The response to these allegations have been sadly predictable: while Senator John McCain and former Governor Mitt Romney  have stated that he should step down, and some other Republicans have withdrawn their support, party members in Alabama have mostly stood by him.  And, in what may be the single loopiest defense in political history, Alabama State Auditor Jim Ziegler compared Moore to Joseph in the bible, saying "take Joseph and Mary. Mary was a teenager and Joseph was an adult carpenter.
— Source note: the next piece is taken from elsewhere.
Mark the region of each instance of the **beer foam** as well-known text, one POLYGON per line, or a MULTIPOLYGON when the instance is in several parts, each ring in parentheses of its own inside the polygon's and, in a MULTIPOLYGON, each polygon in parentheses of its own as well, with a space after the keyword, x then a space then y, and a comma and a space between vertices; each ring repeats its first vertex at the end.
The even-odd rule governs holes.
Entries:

They became parents of Jesus.”  Not only is he defending a modern law breaker with something that supposedly happened thousands of years ago, but he seems to have forgotten the meaning of the words Virgin  Mary!
And then there's the Trump administration; today White House officials have released a statement saying that Moore must be given a chance to defend himself before dropping out of the race.  This certainly is no surprise given that the president himself has been accused of sexual assault by no less than twelve women, all of whom he has dismissed as liars, despite the appearance of an Access Hollywood videotape in which he clearly can be heard bragging about making the exact same kind of assault on women that his accusers have claimed that he did.  An accused sexual assaulter defending an accused sexual predator is where this country has gotten to, and it's really no surprise.
The worst part of this is that there is still a very good chance that Moore will win his special election next month and join the Senate.  Unfortunately, the country is now so divided that even criminal allegations of pedophilia are not enough to stop Republicans in the state from voting for their side.  Really, why should they be expected to?  The same party that preaches family values and moral rectitude nominated a man for president who's been married three times and has had his sexual exploits paraded in tabloids for years.  All that really matters is winning.  Just ask one of Moore's defenders, Bibb County Republican chair Jerry Pow, who said he vote for Moore "even if the candidate committed a sex crime".   That, in a nut shell, is everything wrong with this deeply divided country today.